Schabel’s life. The order only addresses distribution of the income stream that the farm

generates. It does not, in the words of Sun Trust’s attorney, decide the “ultimate

2 2014 Ark. App. 301

disposition” of the farm. This oversight is an entrenched jurisdictional defect that we

cannot overlook. Stephens v. Bredemeyer, 2011 Ark. App. 727.
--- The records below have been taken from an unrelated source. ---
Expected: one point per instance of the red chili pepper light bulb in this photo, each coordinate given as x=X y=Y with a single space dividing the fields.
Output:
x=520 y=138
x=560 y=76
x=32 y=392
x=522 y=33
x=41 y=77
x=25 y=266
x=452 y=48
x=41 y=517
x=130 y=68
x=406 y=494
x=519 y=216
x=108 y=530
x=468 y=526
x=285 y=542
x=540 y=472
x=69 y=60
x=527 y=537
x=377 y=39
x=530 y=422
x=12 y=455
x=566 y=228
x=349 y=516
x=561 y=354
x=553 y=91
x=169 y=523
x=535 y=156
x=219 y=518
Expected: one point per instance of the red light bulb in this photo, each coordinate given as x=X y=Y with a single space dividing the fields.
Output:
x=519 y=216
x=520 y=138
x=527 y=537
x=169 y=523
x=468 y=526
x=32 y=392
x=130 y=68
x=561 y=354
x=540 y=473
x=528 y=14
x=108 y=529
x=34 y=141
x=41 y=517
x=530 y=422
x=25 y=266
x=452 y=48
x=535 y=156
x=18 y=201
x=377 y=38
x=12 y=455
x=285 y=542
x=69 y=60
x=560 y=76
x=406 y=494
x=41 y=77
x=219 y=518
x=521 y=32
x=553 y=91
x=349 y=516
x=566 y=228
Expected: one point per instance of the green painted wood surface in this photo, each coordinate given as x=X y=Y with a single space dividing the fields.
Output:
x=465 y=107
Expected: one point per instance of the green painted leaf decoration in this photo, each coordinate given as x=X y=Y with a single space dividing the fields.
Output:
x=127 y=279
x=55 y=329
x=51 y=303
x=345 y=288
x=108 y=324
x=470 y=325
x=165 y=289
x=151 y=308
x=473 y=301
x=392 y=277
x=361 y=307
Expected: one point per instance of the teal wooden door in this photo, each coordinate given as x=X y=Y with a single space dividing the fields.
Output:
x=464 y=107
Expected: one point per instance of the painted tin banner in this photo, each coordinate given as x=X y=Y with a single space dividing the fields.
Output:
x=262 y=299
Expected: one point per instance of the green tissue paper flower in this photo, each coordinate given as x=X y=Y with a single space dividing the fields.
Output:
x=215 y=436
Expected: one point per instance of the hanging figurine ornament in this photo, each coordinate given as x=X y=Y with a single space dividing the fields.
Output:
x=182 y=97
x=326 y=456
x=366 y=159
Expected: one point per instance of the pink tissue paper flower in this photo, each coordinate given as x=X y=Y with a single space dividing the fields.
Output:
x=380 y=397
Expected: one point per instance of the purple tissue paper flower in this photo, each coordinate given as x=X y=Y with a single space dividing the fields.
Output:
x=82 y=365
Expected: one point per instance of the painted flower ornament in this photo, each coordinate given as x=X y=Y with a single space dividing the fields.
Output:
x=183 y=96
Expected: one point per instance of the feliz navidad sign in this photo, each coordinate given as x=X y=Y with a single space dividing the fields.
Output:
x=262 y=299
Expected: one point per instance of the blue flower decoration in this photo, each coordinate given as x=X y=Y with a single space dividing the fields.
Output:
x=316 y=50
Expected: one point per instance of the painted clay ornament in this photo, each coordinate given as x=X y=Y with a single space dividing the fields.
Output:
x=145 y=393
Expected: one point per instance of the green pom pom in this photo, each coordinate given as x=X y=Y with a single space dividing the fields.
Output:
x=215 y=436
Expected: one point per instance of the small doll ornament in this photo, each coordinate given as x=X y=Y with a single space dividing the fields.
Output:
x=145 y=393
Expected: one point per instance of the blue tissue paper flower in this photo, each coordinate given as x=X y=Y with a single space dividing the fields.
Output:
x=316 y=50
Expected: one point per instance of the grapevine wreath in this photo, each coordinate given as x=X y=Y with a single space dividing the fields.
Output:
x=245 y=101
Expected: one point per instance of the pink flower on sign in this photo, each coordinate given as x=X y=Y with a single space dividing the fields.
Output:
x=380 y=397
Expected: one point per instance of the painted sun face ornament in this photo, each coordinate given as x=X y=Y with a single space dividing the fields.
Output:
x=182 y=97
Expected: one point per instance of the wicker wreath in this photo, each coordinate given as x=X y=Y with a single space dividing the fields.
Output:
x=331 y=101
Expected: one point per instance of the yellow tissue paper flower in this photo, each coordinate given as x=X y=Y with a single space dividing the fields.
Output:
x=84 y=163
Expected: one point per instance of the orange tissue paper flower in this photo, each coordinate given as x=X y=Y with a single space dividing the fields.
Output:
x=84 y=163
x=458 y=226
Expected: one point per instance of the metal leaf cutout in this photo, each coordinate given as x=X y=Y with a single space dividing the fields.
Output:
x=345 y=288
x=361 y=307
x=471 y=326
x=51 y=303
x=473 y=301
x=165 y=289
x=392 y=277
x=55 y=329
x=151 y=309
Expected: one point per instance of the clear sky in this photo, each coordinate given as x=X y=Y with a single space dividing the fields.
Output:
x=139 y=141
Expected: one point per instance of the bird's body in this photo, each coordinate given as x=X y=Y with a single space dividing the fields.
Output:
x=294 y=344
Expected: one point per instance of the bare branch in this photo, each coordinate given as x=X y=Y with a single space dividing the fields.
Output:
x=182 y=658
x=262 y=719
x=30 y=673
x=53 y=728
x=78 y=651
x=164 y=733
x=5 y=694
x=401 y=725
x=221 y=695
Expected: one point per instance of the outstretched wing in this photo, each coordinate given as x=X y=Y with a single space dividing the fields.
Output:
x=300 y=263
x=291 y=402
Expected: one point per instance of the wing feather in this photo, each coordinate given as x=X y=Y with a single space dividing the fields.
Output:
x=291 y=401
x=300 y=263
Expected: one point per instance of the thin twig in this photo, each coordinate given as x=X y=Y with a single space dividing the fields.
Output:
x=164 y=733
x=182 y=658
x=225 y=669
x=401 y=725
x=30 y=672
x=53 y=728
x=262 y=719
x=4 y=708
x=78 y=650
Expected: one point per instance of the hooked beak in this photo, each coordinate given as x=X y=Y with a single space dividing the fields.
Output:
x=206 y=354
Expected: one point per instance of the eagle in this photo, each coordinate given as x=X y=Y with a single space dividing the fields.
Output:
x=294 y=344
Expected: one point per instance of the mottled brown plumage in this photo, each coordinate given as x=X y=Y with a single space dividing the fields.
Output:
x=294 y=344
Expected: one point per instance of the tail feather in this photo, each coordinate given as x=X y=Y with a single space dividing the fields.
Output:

There is a second finality-related problem. Sun Trust amended its petition and

named the Arkansas Attorney General as a party because Sun Trust thought that the

Carpenter testamentary trust may be a charitable trust under Ark. Code Ann. § 28-73-

110(d) (Repl. 2009). Arkansas Rule of Civil Procedure 54(b)(5) (2013) provides that a

claim against a named-but-unserved defendant is dismissed by the circuit court’s final

judgment or decree. Here, however, the record is murky on whether the Attorney

General was served. A bare-bones summons sheet in the record shows that some party

was served the same day that Sun Trust amended its petition and named the Attorney

General as a party. But that summons sheet does not indicate who was served and with

what. Moreover, the record we have does not contain an order that dismisses the

Attorney General from this case. So we cannot tell whether the Attorney General was a

served or unserved defendant. This uncertainty creates a second jurisdictional problem.

Hotfoot Logistics, LLC v. Shipping Point Mktg., Inc., 2012 Ark. 76.

Appeal dismissed; cross-appeal dismissed.

PITTMAN and GRUBER, JJ., agree.

Sanford Law Firm, PLLC, by: Josh Sanford, for appellant.

Mike Gibson; and Branch, Thompson, Warmath & Dale, P.A., by: Robert F. Thompson III, for appellee First Baptist Church, Osceola, Arkansas.

Rose Law Firm by: Craig S. Lair and Bourgon B. Reynolds, for cross-appellee SunTrust Bank.